Had an issue recently where a server had failed and the ping sensor was obviously Down, however, even though the server was off the entire time PRTG would periodically switch state to Unknown and then back to Down.
The problem being of course that rather than remaining Down until such time as it was confirmed to back up again, the flicking between the two non-Up states caused new notifications to be sent every time it switched back to Down again. I don't understand how or why the sensor would change state when nothing had changed with the server state... it was shutdown the entire time.
I guess I can understand the use of going from Up to Unknown, where PRTG doesn't yet know if something is definitely down, but I don't understand the point of the reverse.
The Unknown notifications all showed "No data since <2 minutes previously>", though I'm not sure what data it thought it had received two minutes ago since the server was off, and there's nothing showing in the logs to indicate it receiving any response.
Article Comments
Thanks for coming back to me. The sensor that was switching back and forth was actually the ping sensor, with the other sensor on that device already set to be dependent on it. (which of course also kept going from paused to down due to the ping no longer showing as Down briefly)

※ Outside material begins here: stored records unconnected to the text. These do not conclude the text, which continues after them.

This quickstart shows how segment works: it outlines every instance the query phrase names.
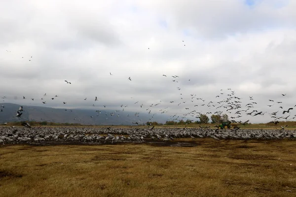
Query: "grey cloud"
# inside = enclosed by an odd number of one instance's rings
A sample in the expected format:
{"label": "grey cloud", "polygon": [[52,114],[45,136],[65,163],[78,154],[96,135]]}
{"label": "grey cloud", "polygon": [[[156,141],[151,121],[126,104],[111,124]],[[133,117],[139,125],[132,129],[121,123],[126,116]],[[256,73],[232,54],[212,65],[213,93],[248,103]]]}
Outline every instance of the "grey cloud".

The log doesn't really give any hints, just a series of the status going unknown and then back to down, with no obvious pattern I can see. For instance :
11:35:52 down 18:43:01 no data since 18:40:51 18:43:23 down 19:35:01 no data since 19:33:44 19:36:02 down 22:36:01 no data since 22:34:43 22:36:23 down 22:50:01 no data since 22:48:13 22:50:22 down 23:12:01 no data since 23:10:13 23:12:11 down
This ping sensor is set for a scanning interval of 30 seconds.

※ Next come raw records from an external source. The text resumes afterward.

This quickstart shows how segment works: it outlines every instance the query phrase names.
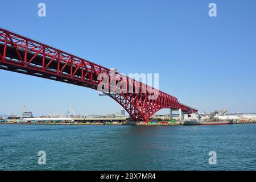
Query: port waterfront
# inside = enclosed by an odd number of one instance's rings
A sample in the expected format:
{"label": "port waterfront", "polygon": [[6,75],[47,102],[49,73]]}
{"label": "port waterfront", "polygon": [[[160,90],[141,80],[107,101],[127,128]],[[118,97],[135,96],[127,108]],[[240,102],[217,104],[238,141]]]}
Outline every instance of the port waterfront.
{"label": "port waterfront", "polygon": [[[256,123],[256,121],[234,121],[233,124]],[[177,126],[182,125],[180,122],[174,123],[147,123],[144,122],[121,122],[121,123],[51,123],[51,122],[36,122],[36,123],[17,123],[17,122],[0,122],[2,125],[138,125],[138,126]]]}

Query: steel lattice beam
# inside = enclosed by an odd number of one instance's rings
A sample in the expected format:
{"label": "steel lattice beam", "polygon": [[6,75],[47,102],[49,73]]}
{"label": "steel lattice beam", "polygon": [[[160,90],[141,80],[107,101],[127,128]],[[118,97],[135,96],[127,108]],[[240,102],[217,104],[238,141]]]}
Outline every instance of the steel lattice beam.
{"label": "steel lattice beam", "polygon": [[[106,74],[124,78],[122,81],[135,86],[134,93],[121,93],[109,96],[118,102],[134,121],[148,121],[163,108],[181,110],[187,113],[197,110],[179,102],[177,99],[141,82],[109,69],[65,52],[0,28],[0,69],[97,89],[98,76]],[[146,93],[142,92],[146,88]],[[149,99],[150,91],[157,92],[156,99]]]}

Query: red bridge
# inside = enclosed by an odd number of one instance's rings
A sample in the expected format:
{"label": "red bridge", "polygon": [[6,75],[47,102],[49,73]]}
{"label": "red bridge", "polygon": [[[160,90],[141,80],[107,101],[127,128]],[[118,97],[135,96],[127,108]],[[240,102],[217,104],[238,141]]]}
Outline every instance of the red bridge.
{"label": "red bridge", "polygon": [[[0,69],[95,90],[101,82],[101,80],[98,80],[101,75],[109,77],[109,90],[113,87],[113,75],[124,77],[100,65],[1,28]],[[148,121],[163,108],[180,109],[187,113],[197,112],[196,109],[179,102],[175,97],[129,77],[125,78],[120,81],[125,82],[126,88],[131,84],[131,93],[109,92],[107,94],[118,102],[135,121]],[[139,88],[138,92],[135,92],[136,88]],[[143,88],[146,88],[146,92],[142,92]],[[154,99],[149,97],[152,91],[158,94]]]}

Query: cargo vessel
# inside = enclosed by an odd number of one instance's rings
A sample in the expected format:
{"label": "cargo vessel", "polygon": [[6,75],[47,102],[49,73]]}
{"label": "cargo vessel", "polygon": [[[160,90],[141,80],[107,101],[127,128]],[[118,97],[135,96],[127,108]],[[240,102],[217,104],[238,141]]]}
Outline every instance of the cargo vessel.
{"label": "cargo vessel", "polygon": [[232,121],[210,121],[200,122],[199,125],[230,125],[233,124]]}
{"label": "cargo vessel", "polygon": [[233,124],[232,121],[210,121],[210,122],[200,122],[199,121],[185,121],[183,125],[230,125]]}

I've checked the Probe Health sensor for that period and also the general health sensors for the probe around that time, but there's no indication of any issues there. Regarding the 500 simultaneous scans in the scheduler, while we have 613 sensors on that probe, a lot of them are set with much longer scanning intervals in particular the more intensive ones so they don't end up running at the same time.
Aug, 2021 - Permalink
Hi Keith,
Thanks for pointing out that the Ping was changing its status; this explains the behavior of the other sensors as well. 613 sensors indeed does not sound like an overload and should be handled easily.
I'd be happy to take a look at the extended log files though. Could you please forward the files from the affected probe by following this article?
Kind regards,
Felix Saure, Tech Support Team
Aug, 2021 - Permalink
Hi Keith,
Thanks for reaching out to us! This first of all sounds like that there are not dependencies set for the device. I'd recommend to set the ping sensor to the master object of the parent device so that all sensors on that device are getting paused and that only Ping checks are performed to check if it's available again.
The unknown flapping status can also mean that PRTG was not able to perform the scans in time. This might be caused by a general overload of the probe which can schedule up to 500 simultaneous scans in its scheduler, or if the probe was not available and PRTG therefore did not get any data for the period.
Does the "Logs" tab of the sensor tell you more? Also check the availability of the regarding Probe Health Sensor to see if there are gaps as well.
Finally, if you want us to take a look into the log files of that respective probe, write Probe Status Files and forward the logs to us for review. Then let us know the IP and the hostname of the device you're referring to.
If you want to continue via email, kindly mention this KB post as well. Thanks!
Kind regards,
Felix Saure, Tech Support Team
Aug, 2021 - Permalink